Classification of DistSQL Language #

RDL (Resource & Rule Definition Language): responsible for creating, modifying, and deleting resources and rules.
RQL (Resource & Rule Query Language): responsible for querying and displaying resources and rules.
RAL (Resource & Rule Administration Language): responsible for managing hints, transaction type switching, shard execution plans, and other management functions.
RUL (Resource Utility Language): SphereEx-DBPlusEngine’s tool language, responsible for SQL parsing, SQL formatting, preview execution plan, etc.

High Availability Awareness of Storage Nodes #

Definition #

High availability is the most basic requirement of modern systems. As the cornerstone of the system, the database is also essential for high availability. In the distributed database system with storage-compute splitting, the high availability solution of storage node and compute node are different.

The stateful storage nodes need to pay attention to data consistency, health detection, primary node election and so on.

The stateless compute nodes need to detect the changes of storage nodes, they also need to set up an independent load balancer and have the ability of service discovery and request distribution.

The main goal of SphereEx-DBPlusEngine high availability module which is ensuring 7 * 24-hour uninterrupted database service as much as possible.

SphereEx-DBPlusEngine does not provide database high availability capability. It senses the change of databases’ primary-secondary relationship through a third-party provided high availability solution.

Specifically, SphereEx-DBPlusEngine is capable of finding databases, automatically sensing the primary/secondary database relationship, and correcting compute nodes’ connections to databases.

Dynamic Read/write Splitting #

When high availability and read/write splitting are adopted together, it is not necessary to configure specific primary and secondary databases for read/write splitting.

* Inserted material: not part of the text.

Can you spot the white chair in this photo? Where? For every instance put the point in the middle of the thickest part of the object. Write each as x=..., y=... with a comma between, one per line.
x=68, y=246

Highly available data sources dynamically correct the primary/secondary relationship of read/write splitting and properly channel read/write traffic.

Supported
- MySQL MGR single-primary mode
- MySQL Primary/secondary replication mode
- openGauss Primary/secondary replication mode
Not supported
- MySQL MGR Multi-primary mode

Principle Introduction #

The high availability solution provided by SphereEx-DBPlusEngine allows users to customize and implement extensions in four steps: pre-checks, dynamic discovery of primary databases, dynamic discovery of secondary databases, and synchronization configuration.

存储节点状态收集 #

Users can configure the storage node state collection interval in milliseconds by configuring the storage_node_heartbeat_interval_milliseconds parameter. If the configuration is equal to 0, the storage node state collection function will be turned off. From the operation log of the computing node, you can view the logs collected by the storage node status

Config by DistSQL

copyset dist variable storage_node_heartbeat_interval_milliseconds = 10000;

Config by yaml

copyprops:
  storage-node-heartbeat-interval-milliseconds: 10000

Scenario

Unicast routing to filter out unavailable data sources. Unicast routing usage scenarios: such as broadcast table query.
Static read-write splitting read routing, filtering out unavailable data sources.

Cluster ecosystem tool availability Description #

Tool	Deployment Architecture	Security Description
SphereEx-Boot	Standalone	Manual intervention is required in case of failure
SphereEx-Console	Standalone	Manual intervention is required in case of failure. The backend database is a primary-secondary architecture and cannot switch automatically and requires human intervention.